Comparison of forecast results and actual data in January of a certain year.

The absolute error between the forecast results and actual data in a certain year in January.
It can be seen from the figure that the predicted value and the actual value have the same changing trend. The predicted value has a good grasp of the periodicity of actual load changes, and well reflects the influence of holidays on the actual load. In order to evaluate our prediction effect more clearly, we will compare our results with the results of the EUNITE competition through a series of indicators.
The fuzzy neural network accomplishes the prediction task well, and the absolute error is smaller than the EUNITE competition result. To further clarify the effectiveness of this method, we also used this method to forecast the power load in August of a certain year. That is, we use the data before July as the training sample, and use the July data as the test sample. The result is shown in Fig. 9. The absolute error between the forecast results in August and the actual data is shown in Fig. 10.

Comparison of forecast results and actual data in August of a certain year.

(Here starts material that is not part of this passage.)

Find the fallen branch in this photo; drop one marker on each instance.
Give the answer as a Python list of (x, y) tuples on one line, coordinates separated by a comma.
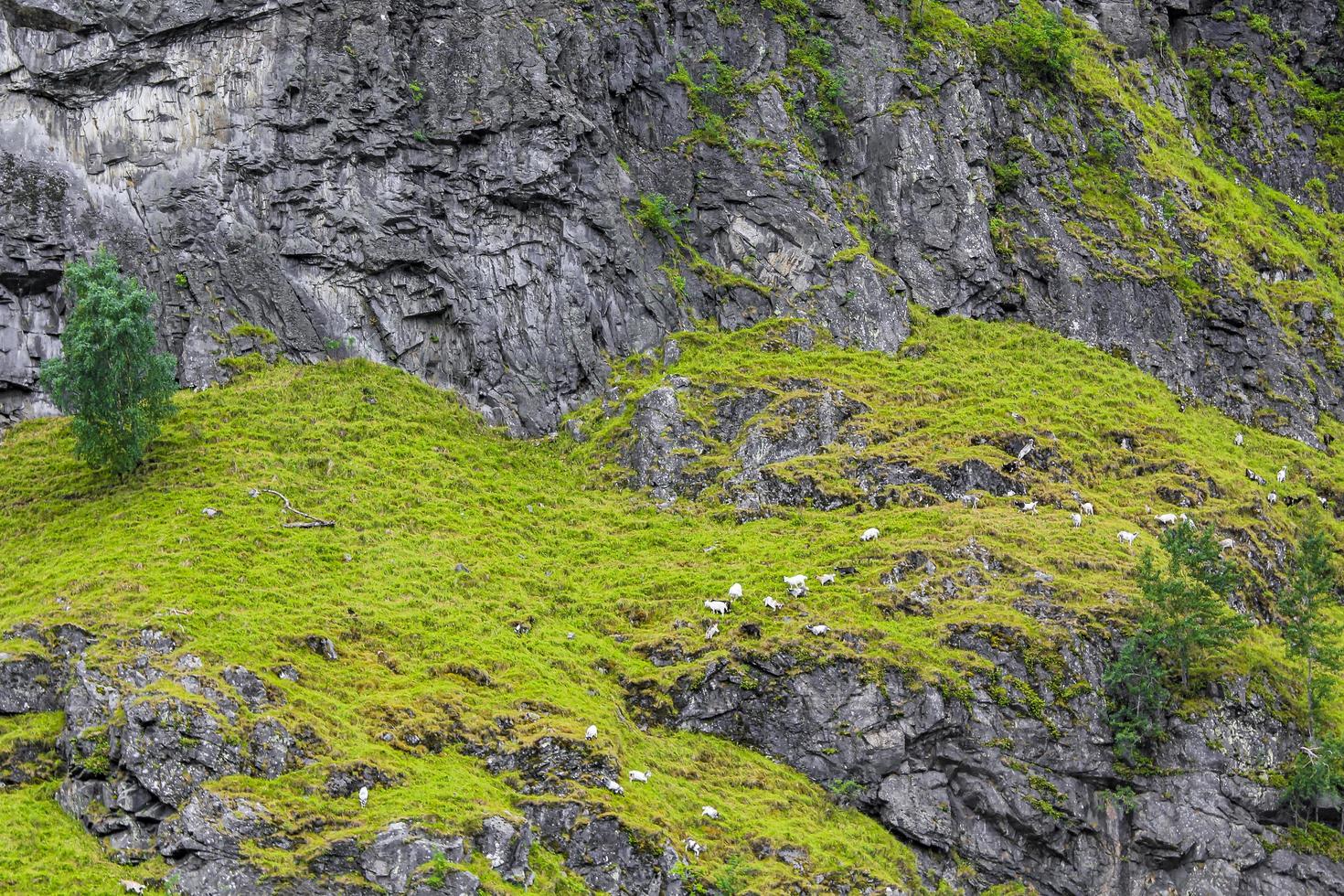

The absolute error between the forecast results and actual data in August of a certain year.
It can be seen that the model is also very effective in forecasting in August. The absolute forecast error is kept below 6 and the effect is good. It can be seen that the model we have established is suitable for long-term load forecasting in various seasons throughout the year, and the effect meets the requirements.
This paper establishes a multi-input and three-output fuzzy neural network inference controller, analyzes and studies the membership functions of language variables including error e and error rate ec, and establishes corresponding fuzzy inference based on actual experience in the load forecasting process. A fuzzy neural network structure with three layers and four functional units including input layer, hidden layer and output layer is established, and input and output data are selected. By analyzing EUNITE’s original data and analyzing the limited data, a suitable fuzzy neural network is established for short-term maximum load forecasting, and good results have been achieved. It proves the great potential of fuzzy neural network and its feasibility in power load forecasting. Fuzzy neural network overcomes the shortcomings of a single neural network and can fuzzify the information of factors that affect the load. The fuzzified temperature and other information are used as network input to predict the daily maximum load, which makes it easier for the network to capture the nonlinear relationship between input and output, and improves the prediction accuracy. The date type and holiday indication are converted into binary numbers as part of the fuzzy neural network input, which speeds up the convergence of the network to a certain extent, thereby shortening the training time and meeting the real-time requirements of power forecasting. There are many factors that affect the power load, such as the humidity of the forecast day, special social events, and the increase in electricity bills. These factors are bound to affect the changing law of the power load trend. Therefore, further research on these factors is needed.